Sie verfügen  außerhalb Europas derzeit über eine eigene Niederlassung in Mexiko und verschiedene Hubs, über die Kunden rund um den Globus beliefert werden. Nun sollen drei Standorte in Asien folgen. Warum diese offensive Expansion?  

Unsere Kunden, die in Asien produzieren, beliefern wir ja schon seit längerem. Der Unterschied war allerdings, dass wir die Bauteile bislang importiert und in Europa verteilt haben, aber auch wieder an die Produktionsstätten der Kunden nach Asien exportiert haben. Besonders für C-Teile ist das wirtschaftlich völlig unrentabel. Durch die Einrichtung von Hubs in Asien haben wir den Materialfluss entscheidend optimiert: Die Ware, die für unsere Kunden in Asien bestimmt ist, bleibt nun gleich vor Ort. Wir werden Verkaufsbüros an mehreren chinesischen Standorten einrichten, beginnend mit Shenzhen, sowie ein chinaweites Logistiknetz unterhalten, mit der Zentrale in Hongkong und Lagern in vielen chinesischen Industriezentren. So bieten wir unseren Kunden in Zukunft auch dort die technische und kommerzielle Beratung und persönliche Betreuung wie in Europa.

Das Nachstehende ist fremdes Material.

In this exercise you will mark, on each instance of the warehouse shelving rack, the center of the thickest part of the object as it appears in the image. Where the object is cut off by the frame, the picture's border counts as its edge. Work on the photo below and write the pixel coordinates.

Wie werden die neuen Standorte in die europäische Rutronik-Struktur eingebettet sein?

Entscheidend ist die globale Vernetzung. Damit wir durchgängige Prozesse sicherstellen, sind alle Rutronik-Niederlassungen weltweit organisatorisch und EDV-technisch miteinander verknüpft. Wir arbeiten also Rutronik-weit mit identischen Systemen. Das heißt, wir können beispielsweise Lieferbestände weltweit abrufen und alle Mitarbeiter haben die gleiche aktuelle Übersicht über laufende Projekte. Wir haben Rutronik-weit zur gleichen Zeit denselben Informationsstand.

Diese IT-Vernetzung ist sicher vorbildlich, aber was hat der Kunde davon?

Mehr Planungssicherheit, denn wir können unserem Kunden zum Beispiel in Echtzeit die Information liefern, ob ein Produkt rund um den Globus verfügbar ist oder nicht. Unsere ganze Organisation wird dadurch für den Kunden viel transparenter, weil wir stets von jedem Standort aus auf aktuelle Projekt- und Kundendaten zugreifen können. Dies ist auch deshalb wichtig, da wir als weltweiter Lieferant mit unseren Kunden globale Vereinbarungen über Preise und Lieferbedingungen treffen, die zwar lokal unterschiedlich sein können, jedoch alle zentral über den Global Key Account Manager laufen. Ein weiterer Vorteil ist, dass wir identische Prozesse an jedem Standort weltweit bieten und so unsere Kunden Organisations-, Verwaltungs- und Prozesskosten sparen.

Wie werden die neuen Standorte in Asien personell strukturiert und besetzt sein? Setzen Sie auf lokales Personal oder kommen die neuen Mitarbeiter aus Deutschland?

Wir werden dort FAEs, Field Sales Engineers und Kunden-Service-Mitarbeiter beschäftigen. Wir setzen in jedem Fall auf Mitarbeiter aus der jeweiligen Region, weil sie die Gegebenheiten am besten kennen und einschätzen können. Denn wir wollen Sprach- und Kulturbarrieren erst gar nicht aufkommen lassen.

Wird es auch ein Lager in Asien geben?

Ja, ein Pufferlager für die dortigen Kunden.

Und wann nehmen die Büros in Asien ihre Arbeit auf?

Wie bereits erwähnt, sind wir bereits im asiatischen Raum tätig. Der offizielle Start der neuen Büros ist zum 01. April 2011 dokumentiert.